The shape of the clunk is familiar, though, and worth naming. Claude.app on macOS reads the way a Google product on macOS reads — which is to say, slightly off, in the body-recognises-it-instantly way that always traces back to a design system imported rather than native. Material Design is, in its own context, an admirable system: it has its own typography, its own elevation and shadow conventions, its own animation curves, its own opinions about how a card or a sheet should behave, an entire grammar that has held up across more than a decade. Its native context, however, is the web and Android. Material on macOS feels rather like a thoughtful Continental architect asked to retrofit a Manhattan brownstone — the grammar is impeccable, but it was learnt somewhere else. AppKit and SwiftUI are the local language of macOS — UIKit is the iOS counterpart, related but not, in any honest sense, interchangeable. Claude.app, like Material on macOS, has a vocabulary, but it isn’t this one. The difference is small paragraph by paragraph and instantly felt in aggregate — the way one’s body knows, walking into a building, whether the architect was local.

None of this is an intelligence complaint. Claude is often magnificent. Claude Code can feel like having a very serious, very capable collaborator who has read every file and will not be distracted by the shallow pleasures of typography. For reasoning, writing, long context, and careful thought, Claude remains one of the most impressive products in the category.

But the product has a persistent awkwardness. The orange. The icons. The hidden affordances. The faint aftertaste of a 1970s terminal that has been talked, late in life, into a turtleneck. The sense that the interface was permitted to exist only after the serious people finished the serious work.

The contradiction lives on the home screen. Evening, Setareh is a warm greeting, and a good instinct — but around it sits an interface that still feels administrative: a skinny left rail packed with recent tasks, small labels, muted grey controls, and a centre area that is at once empty and busy. It gestures at personalisation, then drops one back into a workspace that resembles a filing cabinet with a Rhodes scholar inside it.

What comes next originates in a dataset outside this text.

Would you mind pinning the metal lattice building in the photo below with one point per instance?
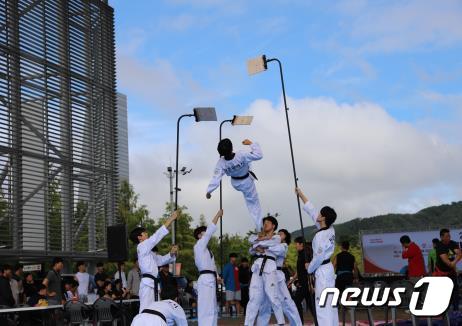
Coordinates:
(58, 138)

The result is that Claude sometimes feels less like a place to think and more like a place to submit a request. That distinction matters. A request box is transactional. A designed space changes how one behaves inside it.

Two applications can hold the same model and feel, on opening, like entirely different products. The room around an interface does not merely contain the conversation; it shapes who one becomes inside it.

Claude’s left navigation, cropped close. The icons are low-contrast;
the Artifacts mark in particular takes work to parse.

This is the small stuff that people pretend is subjective until it quietly ruins the day. The cropped Claude menu has the shape of a product that knows what it needs to expose but has not yet decided how those things should feel. New chat is clear. Projects is fine. Artifacts looks like a symbol from a half-remembered enterprise procurement portal. Customize is a briefcase. None of this breaks the model. It does something quieter and worse: it makes the intelligence feel less cared for.

Karri Saarinen, the co-founder and chief executive of Linear, put the issue cleanly in “Output isn’t design.” The industry keeps confusing production with design, as though generating a screen, a flow, a prototype, or a page meant the underlying problem had been solved. It has not. Design is not the artefact. Design is the judgment that decides what should exist, how it should behave, what it should refuse, where the tension lives, and what kind of person the user is allowed to become while using it.

That last part sounds precious until one places it next to AI.

Because AI is not normal software. Normal software waits. AI software increasingly acts — it reads, writes, summarises, schedules, buys, edits, generates, deploys, explains. The more agency handed to these systems, the more the interface becomes a question of trust. Not trust as a slogan in a privacy policy. Trust as a physical sensation: do I know where I am, what this thing is doing, why it is doing it, and how to stop it?

This is why delight is not frivolous. Delight is one of the ways a product tells the user that someone cared enough to make the interaction legible. It is the opposite of the bank phone-tree voice that asks one, with dead-eyed cheer, to state the problem in a few words and then punishes the speaker for sounding human.

Bad design in AI will not merely be annoying. It will be disorienting. It will make intelligent systems feel haunted by bureaucracy. It will make capable models feel unsafe because the interface gives no grip.

Gemini answering a question about why its macOS app feels ugly, listing wrapper feel, janky transitions, lingering placeholder UI, and non-native typography

Gemini, asked why its macOS app is ugly, supplies its own design critique.
The list is brutal because it is specific.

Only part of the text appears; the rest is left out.